Just after a new release of SQL Server, I often get e-mails and calls from folks with this question: “Can I upgrade from Customer Technical Preview (CTP) x or Beta #x or Release Candidate (RC) to the “Released to Manufacturing” (RTM) version?”
Unfortunately, no. Right up until the last minute, things are changing in the code – and you want that to happen. Our internal testing runs right up until the second we lock down for release, and we watch the CTP/RC/Beta reports to make sure there are no show-stoppers, and fix what we find. And it’s not just “big” changes you need to worry about – a simple change in one line of code can have a massive effect.
Even if you've done this before and things seemed to go well, you may be in a difficult situation because of it.I’ve dealt with someone who faced this exact situation in SQL Server 2008. They upgraded (which is clearly prohibited in the documentation) from a CTP to the RTM version over a year ago. Everything was working fine.
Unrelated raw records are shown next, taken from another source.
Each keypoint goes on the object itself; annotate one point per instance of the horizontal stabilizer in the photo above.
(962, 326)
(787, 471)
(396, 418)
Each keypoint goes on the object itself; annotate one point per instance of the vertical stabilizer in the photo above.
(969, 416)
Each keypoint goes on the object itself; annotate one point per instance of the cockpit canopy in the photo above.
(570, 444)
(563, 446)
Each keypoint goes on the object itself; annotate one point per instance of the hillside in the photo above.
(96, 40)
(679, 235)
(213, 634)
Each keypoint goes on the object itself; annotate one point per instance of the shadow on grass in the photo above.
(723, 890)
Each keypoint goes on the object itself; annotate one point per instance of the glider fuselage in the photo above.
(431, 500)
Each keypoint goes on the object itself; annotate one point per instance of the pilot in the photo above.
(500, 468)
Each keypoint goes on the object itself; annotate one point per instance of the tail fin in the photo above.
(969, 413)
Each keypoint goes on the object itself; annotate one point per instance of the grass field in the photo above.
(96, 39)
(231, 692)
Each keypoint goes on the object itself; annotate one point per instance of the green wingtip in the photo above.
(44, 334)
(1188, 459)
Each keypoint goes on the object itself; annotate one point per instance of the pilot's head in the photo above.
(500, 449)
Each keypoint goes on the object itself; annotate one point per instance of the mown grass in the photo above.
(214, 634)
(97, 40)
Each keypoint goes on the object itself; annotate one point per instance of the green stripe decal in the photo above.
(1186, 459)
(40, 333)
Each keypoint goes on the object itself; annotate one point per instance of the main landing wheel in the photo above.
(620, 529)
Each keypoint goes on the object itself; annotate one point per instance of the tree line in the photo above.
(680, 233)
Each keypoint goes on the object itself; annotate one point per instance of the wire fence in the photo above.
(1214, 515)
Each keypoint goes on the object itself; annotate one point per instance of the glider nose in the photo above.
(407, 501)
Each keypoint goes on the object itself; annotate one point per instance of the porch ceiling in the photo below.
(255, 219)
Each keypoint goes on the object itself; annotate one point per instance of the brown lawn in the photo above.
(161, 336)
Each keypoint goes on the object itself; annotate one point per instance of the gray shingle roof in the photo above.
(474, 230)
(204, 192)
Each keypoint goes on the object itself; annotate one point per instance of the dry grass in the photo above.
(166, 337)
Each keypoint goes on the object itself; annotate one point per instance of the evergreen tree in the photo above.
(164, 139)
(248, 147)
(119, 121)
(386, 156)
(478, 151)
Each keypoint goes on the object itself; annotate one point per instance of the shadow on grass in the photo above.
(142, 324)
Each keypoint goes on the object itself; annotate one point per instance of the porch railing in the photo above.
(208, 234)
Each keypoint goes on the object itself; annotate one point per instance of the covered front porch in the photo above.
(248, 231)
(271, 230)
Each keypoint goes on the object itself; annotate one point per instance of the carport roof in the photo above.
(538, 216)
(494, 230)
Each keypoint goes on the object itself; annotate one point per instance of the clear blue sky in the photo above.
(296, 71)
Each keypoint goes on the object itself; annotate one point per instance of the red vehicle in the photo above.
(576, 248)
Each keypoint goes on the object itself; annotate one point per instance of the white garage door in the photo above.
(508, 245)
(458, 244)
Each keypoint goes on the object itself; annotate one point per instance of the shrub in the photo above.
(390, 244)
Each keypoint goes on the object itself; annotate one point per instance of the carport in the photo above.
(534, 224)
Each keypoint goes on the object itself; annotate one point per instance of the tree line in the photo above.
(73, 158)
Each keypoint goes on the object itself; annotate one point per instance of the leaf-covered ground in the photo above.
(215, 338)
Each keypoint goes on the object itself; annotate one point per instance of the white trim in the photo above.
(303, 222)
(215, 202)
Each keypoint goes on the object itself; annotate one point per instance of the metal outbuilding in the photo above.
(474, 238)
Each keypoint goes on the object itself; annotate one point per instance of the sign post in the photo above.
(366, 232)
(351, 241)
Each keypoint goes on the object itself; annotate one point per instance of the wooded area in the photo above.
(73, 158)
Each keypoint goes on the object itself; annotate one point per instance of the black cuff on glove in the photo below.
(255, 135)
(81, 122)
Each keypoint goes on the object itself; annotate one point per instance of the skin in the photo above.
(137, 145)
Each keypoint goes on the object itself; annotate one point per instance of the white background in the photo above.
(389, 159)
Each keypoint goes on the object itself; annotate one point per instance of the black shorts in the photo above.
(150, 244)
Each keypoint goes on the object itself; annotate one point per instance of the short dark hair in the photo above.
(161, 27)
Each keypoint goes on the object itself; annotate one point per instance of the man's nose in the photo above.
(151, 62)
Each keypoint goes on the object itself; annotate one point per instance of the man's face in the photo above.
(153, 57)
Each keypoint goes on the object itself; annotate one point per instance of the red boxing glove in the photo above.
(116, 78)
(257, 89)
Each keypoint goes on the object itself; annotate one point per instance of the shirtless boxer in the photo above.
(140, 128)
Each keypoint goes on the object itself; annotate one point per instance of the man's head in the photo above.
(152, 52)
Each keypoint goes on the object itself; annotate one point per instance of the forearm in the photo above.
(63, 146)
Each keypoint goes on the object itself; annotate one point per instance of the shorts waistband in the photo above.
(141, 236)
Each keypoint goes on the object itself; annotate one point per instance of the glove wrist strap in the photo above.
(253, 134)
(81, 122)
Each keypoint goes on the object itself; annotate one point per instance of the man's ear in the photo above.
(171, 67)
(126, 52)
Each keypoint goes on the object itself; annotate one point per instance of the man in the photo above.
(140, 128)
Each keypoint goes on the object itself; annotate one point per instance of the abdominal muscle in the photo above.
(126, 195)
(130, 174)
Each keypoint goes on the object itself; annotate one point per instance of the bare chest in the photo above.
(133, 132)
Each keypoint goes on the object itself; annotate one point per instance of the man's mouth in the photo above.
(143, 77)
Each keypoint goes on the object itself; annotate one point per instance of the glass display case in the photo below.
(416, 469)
But then…one day they had an issue. Couldn’t fix it themselves, we took a look, days went by, and we finally had to call in the big guns for support. Turns out, the upgrade was the problem. So we had to come up with some elaborate schemes to get the system migrated over while they were in production. This was painful for everyone involved. So in general it's just a really not a good idea.
There is one caveat to this story – if you are a “TAP” customer (you’ll know if you are), we help you move from the CTP products to RTM, but that’s a special case that we track carefully and send along special instructions and tools to help you along. That level of effort isn’t possible on a large scale, so it’s not just a magic tool that we run to upgrade from CTP to RTM. So again, unless you’re a TAP customer, it’s a no-no.